Speaking to journalists on Friday, the Legal and Human Rights Center (LHRC) Empowerment and Responsibility Director Ms Imelda Urio said that it was high Tanzania borrowed a leaf from other nations that have abolished the death penalty.
"There is no nation that has the right to take the life of its citizens, having the death penalty in your constitution and law only enhances vengeance, it does not bring about equality nor does it solve anything, this only is inhumane and discriminatory," she explained.
Ms Urio said that by condemning death penalty in the existing constitution and in the proposed Katiba that was recently passed by the Constituent Assembly doesn't mean that they condone people associating themselves to killings but rather to have lesser sentences.
This year's theme to mark the day has drawn attention to people with mental health problems who are at risk of a death sentence or execution.
While opposing the death penalty absolutely, abolitionists are also committed to see existing international human rights standards implemented.
Among these is the requirement that persons with mental illness or intellectual disabilities should not face the death penalty. "People on death role are put in a lot of psychological torture because they spend years after being sentenced to death waiting for their execution day," Ms Urio explained.
She said that in spite of the ongoing campaigns to push for the abolition of the death penalty, it was disheartening to see it still appearing in the draft constitution in Section 95 (1) (c) stating that the President has the power to overturn the death penalty to life sentence.
"In this sense, the constitution advocates for the continued presence of the death penalty approved constitutionally. This is a direct violation human rights and something in this day and age should be condemned. As the draft constitution is coming to the people, the most should be made from this opportunity," she said.

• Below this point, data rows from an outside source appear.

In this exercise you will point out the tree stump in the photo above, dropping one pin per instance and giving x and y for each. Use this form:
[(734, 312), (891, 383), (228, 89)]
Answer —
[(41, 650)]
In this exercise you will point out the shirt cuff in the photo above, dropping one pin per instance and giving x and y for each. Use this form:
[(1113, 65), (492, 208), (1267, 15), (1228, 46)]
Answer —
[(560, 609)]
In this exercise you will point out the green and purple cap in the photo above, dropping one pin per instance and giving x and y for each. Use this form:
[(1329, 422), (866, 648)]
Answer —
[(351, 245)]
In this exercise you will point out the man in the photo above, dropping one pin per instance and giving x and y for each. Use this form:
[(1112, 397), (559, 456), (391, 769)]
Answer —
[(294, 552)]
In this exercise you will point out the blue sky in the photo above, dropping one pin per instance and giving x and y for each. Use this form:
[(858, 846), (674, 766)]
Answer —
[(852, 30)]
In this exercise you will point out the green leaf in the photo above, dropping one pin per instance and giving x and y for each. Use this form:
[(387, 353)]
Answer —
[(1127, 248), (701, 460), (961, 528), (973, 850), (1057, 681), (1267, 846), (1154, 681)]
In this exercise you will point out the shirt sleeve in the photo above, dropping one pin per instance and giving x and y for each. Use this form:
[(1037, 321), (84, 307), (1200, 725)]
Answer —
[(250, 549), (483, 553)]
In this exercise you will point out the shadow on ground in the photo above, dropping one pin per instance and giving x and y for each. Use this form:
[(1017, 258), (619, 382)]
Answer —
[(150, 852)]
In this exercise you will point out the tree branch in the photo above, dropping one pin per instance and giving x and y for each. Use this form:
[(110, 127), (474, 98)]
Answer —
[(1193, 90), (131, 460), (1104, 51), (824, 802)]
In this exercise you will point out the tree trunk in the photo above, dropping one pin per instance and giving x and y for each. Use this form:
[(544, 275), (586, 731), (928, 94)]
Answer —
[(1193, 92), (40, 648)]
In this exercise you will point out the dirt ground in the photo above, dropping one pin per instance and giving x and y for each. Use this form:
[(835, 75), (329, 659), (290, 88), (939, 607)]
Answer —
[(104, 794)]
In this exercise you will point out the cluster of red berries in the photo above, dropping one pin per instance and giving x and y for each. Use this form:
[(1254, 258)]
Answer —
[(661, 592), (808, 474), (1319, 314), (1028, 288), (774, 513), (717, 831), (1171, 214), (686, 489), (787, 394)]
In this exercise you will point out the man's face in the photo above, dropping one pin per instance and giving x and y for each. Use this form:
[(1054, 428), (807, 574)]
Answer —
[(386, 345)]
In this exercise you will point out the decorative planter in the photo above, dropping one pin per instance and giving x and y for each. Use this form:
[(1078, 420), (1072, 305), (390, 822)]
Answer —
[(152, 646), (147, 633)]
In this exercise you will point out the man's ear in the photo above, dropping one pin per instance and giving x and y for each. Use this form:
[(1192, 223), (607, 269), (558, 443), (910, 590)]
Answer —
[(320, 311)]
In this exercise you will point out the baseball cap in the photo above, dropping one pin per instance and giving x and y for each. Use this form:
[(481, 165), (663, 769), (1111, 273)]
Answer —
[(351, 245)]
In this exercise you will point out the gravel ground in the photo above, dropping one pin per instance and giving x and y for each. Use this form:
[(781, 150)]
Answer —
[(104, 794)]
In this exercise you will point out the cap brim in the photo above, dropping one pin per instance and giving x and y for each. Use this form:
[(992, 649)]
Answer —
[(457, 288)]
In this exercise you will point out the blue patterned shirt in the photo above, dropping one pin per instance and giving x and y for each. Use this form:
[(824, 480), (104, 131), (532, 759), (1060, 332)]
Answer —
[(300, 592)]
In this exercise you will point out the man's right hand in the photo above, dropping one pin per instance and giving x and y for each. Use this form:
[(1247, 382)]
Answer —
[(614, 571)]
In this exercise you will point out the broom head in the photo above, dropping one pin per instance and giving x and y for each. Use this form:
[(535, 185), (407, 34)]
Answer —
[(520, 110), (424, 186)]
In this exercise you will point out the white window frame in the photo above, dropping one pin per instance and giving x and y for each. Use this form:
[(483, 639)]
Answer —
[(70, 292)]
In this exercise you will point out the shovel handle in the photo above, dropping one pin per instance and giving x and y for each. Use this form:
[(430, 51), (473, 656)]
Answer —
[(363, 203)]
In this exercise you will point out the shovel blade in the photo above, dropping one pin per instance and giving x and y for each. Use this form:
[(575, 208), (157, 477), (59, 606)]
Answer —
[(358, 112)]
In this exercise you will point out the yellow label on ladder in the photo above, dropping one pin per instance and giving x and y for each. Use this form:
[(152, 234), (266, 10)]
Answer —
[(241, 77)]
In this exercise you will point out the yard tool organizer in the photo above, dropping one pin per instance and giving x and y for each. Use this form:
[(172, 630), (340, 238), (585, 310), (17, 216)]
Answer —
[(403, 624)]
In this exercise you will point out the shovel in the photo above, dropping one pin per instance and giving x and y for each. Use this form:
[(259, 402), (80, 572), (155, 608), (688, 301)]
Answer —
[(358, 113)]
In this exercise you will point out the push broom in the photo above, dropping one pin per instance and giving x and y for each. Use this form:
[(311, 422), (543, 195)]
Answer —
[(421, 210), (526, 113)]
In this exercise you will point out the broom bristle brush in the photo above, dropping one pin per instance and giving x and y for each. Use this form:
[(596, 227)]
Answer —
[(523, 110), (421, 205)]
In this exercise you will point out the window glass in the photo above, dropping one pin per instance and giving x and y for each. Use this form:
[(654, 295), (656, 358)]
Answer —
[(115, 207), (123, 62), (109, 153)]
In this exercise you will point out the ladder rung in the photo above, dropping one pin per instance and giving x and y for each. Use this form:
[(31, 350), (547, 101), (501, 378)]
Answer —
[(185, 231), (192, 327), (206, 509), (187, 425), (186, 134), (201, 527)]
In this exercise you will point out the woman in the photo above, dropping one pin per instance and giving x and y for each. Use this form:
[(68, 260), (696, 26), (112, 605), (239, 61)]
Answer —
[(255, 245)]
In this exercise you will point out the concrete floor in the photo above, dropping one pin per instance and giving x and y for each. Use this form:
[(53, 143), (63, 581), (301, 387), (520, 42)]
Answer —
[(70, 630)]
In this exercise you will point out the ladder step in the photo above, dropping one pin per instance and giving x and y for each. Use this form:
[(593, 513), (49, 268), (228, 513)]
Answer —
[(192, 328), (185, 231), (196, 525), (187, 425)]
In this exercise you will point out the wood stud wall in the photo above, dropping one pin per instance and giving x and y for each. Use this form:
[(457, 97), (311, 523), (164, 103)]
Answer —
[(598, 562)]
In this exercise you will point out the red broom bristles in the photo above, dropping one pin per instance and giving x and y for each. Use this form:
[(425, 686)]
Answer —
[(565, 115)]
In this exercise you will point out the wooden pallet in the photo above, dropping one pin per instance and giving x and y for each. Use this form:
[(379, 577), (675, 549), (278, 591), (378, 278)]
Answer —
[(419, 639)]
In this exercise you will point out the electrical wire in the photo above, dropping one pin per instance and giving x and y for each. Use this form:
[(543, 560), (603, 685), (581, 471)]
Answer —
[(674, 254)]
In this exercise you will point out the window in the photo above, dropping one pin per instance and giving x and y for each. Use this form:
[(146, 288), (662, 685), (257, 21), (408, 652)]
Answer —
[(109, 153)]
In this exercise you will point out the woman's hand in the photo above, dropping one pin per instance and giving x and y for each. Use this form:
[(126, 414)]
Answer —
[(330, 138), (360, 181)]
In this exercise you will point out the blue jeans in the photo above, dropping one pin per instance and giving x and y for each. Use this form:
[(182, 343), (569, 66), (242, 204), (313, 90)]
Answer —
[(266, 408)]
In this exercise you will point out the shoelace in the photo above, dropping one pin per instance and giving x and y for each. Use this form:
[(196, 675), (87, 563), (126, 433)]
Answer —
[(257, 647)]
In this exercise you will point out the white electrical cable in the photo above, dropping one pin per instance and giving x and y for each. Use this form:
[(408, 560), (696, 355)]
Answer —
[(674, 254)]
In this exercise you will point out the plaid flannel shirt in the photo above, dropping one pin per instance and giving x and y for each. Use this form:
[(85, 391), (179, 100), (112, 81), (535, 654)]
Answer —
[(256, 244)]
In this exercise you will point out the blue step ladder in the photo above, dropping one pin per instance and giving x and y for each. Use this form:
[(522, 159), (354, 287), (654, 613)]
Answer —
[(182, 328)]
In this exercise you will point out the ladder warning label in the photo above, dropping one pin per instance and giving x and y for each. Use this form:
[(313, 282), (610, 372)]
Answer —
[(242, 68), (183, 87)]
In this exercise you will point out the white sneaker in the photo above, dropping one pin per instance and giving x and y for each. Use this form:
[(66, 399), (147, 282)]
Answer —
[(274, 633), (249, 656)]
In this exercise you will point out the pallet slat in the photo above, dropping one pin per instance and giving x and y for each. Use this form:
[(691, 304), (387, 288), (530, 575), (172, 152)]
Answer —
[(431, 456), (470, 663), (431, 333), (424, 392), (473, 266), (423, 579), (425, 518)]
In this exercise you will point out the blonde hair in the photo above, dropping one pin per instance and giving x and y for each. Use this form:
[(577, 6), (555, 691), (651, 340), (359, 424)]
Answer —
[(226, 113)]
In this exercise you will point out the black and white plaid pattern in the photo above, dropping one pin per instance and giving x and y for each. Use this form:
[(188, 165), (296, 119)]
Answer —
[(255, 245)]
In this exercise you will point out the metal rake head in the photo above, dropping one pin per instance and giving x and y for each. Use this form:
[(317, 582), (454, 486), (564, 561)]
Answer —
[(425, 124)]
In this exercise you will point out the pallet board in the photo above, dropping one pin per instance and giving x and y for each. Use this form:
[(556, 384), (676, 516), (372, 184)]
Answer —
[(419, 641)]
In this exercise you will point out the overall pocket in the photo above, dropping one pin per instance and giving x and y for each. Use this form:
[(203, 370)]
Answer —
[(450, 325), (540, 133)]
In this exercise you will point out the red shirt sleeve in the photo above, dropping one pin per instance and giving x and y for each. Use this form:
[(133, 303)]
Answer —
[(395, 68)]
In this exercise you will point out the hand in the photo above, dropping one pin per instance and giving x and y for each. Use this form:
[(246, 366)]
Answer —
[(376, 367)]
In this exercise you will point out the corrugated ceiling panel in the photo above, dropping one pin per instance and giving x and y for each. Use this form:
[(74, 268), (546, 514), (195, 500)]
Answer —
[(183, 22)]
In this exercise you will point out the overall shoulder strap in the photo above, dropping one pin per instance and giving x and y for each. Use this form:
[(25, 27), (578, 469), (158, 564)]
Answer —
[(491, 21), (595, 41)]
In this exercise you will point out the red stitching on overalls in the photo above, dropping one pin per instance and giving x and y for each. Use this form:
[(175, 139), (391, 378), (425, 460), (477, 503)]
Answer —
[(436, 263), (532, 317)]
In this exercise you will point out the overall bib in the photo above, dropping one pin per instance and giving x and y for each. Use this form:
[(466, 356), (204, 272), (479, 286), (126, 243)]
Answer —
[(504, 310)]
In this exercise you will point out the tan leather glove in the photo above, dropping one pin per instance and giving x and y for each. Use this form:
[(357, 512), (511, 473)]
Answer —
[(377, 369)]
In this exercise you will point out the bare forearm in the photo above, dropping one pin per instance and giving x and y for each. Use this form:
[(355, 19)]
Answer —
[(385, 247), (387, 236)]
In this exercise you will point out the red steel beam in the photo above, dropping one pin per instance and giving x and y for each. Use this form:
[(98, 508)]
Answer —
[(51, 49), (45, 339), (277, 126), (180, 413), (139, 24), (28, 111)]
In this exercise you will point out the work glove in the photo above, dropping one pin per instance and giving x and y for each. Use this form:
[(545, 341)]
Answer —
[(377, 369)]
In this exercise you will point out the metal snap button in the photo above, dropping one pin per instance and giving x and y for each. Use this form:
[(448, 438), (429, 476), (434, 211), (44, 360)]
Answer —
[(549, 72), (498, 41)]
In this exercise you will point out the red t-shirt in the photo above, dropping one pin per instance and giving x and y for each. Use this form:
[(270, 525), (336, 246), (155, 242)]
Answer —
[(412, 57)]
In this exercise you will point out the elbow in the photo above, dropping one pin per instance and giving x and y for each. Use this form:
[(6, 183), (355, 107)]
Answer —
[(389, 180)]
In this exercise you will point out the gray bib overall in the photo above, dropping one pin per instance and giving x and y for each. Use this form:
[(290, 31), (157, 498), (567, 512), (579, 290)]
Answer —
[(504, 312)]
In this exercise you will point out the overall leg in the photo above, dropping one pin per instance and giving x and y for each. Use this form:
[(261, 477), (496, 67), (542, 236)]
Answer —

The LHRC recommend that section 95 (1) (c) of the draft constitution which gives the President the right to overturn the sentence should be stricken so that the forthcoming constitution should not have a section on the death penalty.
Other recommendations include Tanzania learning from other countries in the world that have managed to remove the death penalty from their laws and for Tanzanians to object to the law and not to be advocates of killings.
The LHRC Executive Director, Dr Helen Kijo-Bisimba chipped in saying that the law clearly states that the mode of execution should be through struggling and it should be until the person dies. "On the event that the rope being used in struggling the inmate cuts, then the exercise is redone until the person is dead," she said.